Exceptionally High- g lum Circularly Polarized Lasers Empowered by Strong 2D-Chiroptical Response in a Host-Guest Supramolecular Microcrystal.

Circularly polarized (CP) lasers hold tremendous potential for advancing spin information communication and display technologies. Organic materials are emerging candidates for high-performance CP lasers because of their abundant chiral structures and excellent gain characteristics. However, their dissymmetry factor ( g lum ) in CP emission is typically low due to the weak chiral light matter interactions. Here, we presented an effective approach to significantly amplifying g lum by leveraging the intrinsic 2D-chiroptical response of an anisotropic organic supramolecular crystal.
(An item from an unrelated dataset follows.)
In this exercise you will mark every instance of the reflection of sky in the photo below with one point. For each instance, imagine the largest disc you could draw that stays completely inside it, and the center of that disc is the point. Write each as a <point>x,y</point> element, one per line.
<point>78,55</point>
The organic complex microcrystal was designed to exhibit large 2D-chiroptical activities through strong coupling interactions between their remarkable linear birefringence (LB) and high degree of fluorescence linear polarization. Such 2D-chiroptical response can be further enhanced by the stimulated emission resulted from an increased degree of linear polarization, yielding a nearly pure CP laser with an exceptionally high g lum of up to 1.78. Moreover, exploiting the extreme susceptibility of LB to temperature, we demonstrate a prototype of temperature-controlled chiroptical switches. These findings offer valuable insights for harnessing organic crystals to facilitate the development of high-performance CP lasers and other chiroptical devices.